Romanian paramilitary militia leader

Gavril Olteanu (1888–1946) was a leader of a Romanian paramilitary militia group, part of the Maniu Guards during World War II, which became notorious for the killing and deportation of ethnic Hungarians in Transylvania.

Olteanu was born in Târgu Mureș (Marosvásárhely), Austria-Hungary in 1888. After Northern Transylvania was ceded by Romania to Hungary in 1940, as a result of the Second Vienna Award, he moved to Brașov, where he took command of a paramilitary unit of the Iron Guard. During World War II, this unit was active in Trei Scaune, Ciuc, Odorhei, and Mureș counties.
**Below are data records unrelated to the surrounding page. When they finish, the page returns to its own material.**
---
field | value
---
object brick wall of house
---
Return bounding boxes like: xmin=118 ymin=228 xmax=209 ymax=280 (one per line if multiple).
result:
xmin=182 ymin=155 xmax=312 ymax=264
Following King Michael's Coup of 23 August 1944, Romania switched allegiance from the Axis powers to the Allies.
In early September, Soviet and Romanian forces entered Transylvania, captured the towns of Brașov and Sibiu, and engaged units of the Hungarian 2nd Army and the German 8th Army at the Battle of Turda. On 26 September 1944, in reprisals against attacks on Romanian troops by the local population, members of the paramilitary Maniu Guard led by Olteanu massacred a number of Hungarian civilians in Aita Seacă village; 9 were shot, 2 decapitated, and 2 later died of their wounds. Other such incidents occurred in Sândominic, Huedin, Aghireș, and other localities around Transylvania.

At the request of Soviet representatives Deputy Foreign Minister Andrey Vyshinsky and Vladislav Petrovich Vinogradov on behalf of the Allied Control Commission, Romanian authorities disbanded the Maniu Guard, arrested Olteanu, and sentenced him to imprisonment. He died at Aiud Prison in late 1946; some sources claim he was murdered, while others claim that he committed suicide by ingesting strychnine.